Kemp Klein

 

Zawideh Defends Widow’s Inheritance

Petitioner, Mr. Zawideh’s client, married her late husband (“the decedent”) in November 2002, after a two-year engagement during which they lived in different states. Two days before their wedding in Michigan, her then fiancé picked up the Petitioner from the airport and told her for the first time that his aunt, the matriarch of his family, who employed decedent and controlled his finances, wanted decedent and petitioner to sign a prenuptial agreement that would leave Petitioner with nothing in the event of the decedent’s death. The alternative was that the aunt would not allow them to get married. This demand put Mr. Zawideh’s client under tremendous pressure to sign the agreement. To get Petitioner to sign the prenup, decedent assured her that it was merely a formality and that it was just something to please his aunt. Given the stress of the moment, Petitioner relied on decedent’s word and signed the prenup after meeting with decedent and an attorney who represented both the decedent and his aunt. To complicate matters, decedent and petitioner signed a postnuptial agreement one year later that also left Petitioner with nothing in the event of either divorce or decedent’s death.

The aunt passed away 12 years later, leaving everything to the decedent. After the aunt’s death, decedent and Petitioner agreed that neither the prenuptial nor the postnuptial agreements would be honored or enforced. But before they took action on that agreement, decedent’s health began to dramatically deteriorate. By December of 2016, decedent was diagnosed with kidney failure and was on dialysis three times per week. In August of 2017, decedent instructed his attorney that he “wanted to take care of” both petitioner and his nephew. Unfortunately, the attorney took no action on decedent’s instructions until December of 2017, after decedent was gravely ill and admitted to the hospital. The attorney then spoke to his law partner and advised him that decedent wanted to update his estate plan and advised him about the prenuptial agreement. The partner waited until decedent was well enough to have the discussion, which he did on December 28, 2017 in decedent’s hospital room. Unfortunately, the partner did not get into specifics because the Petitioner and the nephew were present. Although he did mail to decedent at his home an estate planning template for decedent to fill out, the decedent died within the week and never made it home.

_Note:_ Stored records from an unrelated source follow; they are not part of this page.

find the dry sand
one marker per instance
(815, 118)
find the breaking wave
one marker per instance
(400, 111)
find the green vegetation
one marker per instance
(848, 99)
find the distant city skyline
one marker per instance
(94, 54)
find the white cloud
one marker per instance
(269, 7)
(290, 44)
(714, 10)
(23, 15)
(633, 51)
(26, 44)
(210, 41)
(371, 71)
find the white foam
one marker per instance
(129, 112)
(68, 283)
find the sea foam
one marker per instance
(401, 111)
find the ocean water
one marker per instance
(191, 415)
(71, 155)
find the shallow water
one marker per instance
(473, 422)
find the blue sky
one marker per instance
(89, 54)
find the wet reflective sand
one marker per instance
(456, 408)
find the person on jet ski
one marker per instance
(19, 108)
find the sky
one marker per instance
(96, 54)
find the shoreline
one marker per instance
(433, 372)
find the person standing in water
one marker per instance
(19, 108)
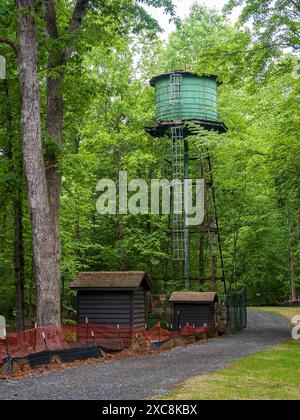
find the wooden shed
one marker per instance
(193, 308)
(112, 298)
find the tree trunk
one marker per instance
(19, 262)
(44, 247)
(293, 295)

Immediately after his death, several family members, many of whom had not spoken to or seen the decedent in years came forward to – as one of them testified – “enforce [decedent]’s wishes.” Robert Zawideh aggressively attacked the circumstances of the signing of the two agreements and sought to prove that, regardless of those circumstances, the decedent and the petitioner verbally agreed to dispense with them. Significantly, there existed an approximately 15 year old deposition transcript where decedent testified to ownership of a large asset not disclosed in the prenuptial agreement. After two years of litigation, 11 depositions, extensive discovery and multiple cross motions for summary disposition, the parties agreed that, instead of receiving nothing, Petitioner will receive approximately 1/3 of her late husband’s $3.1 million dollar estate.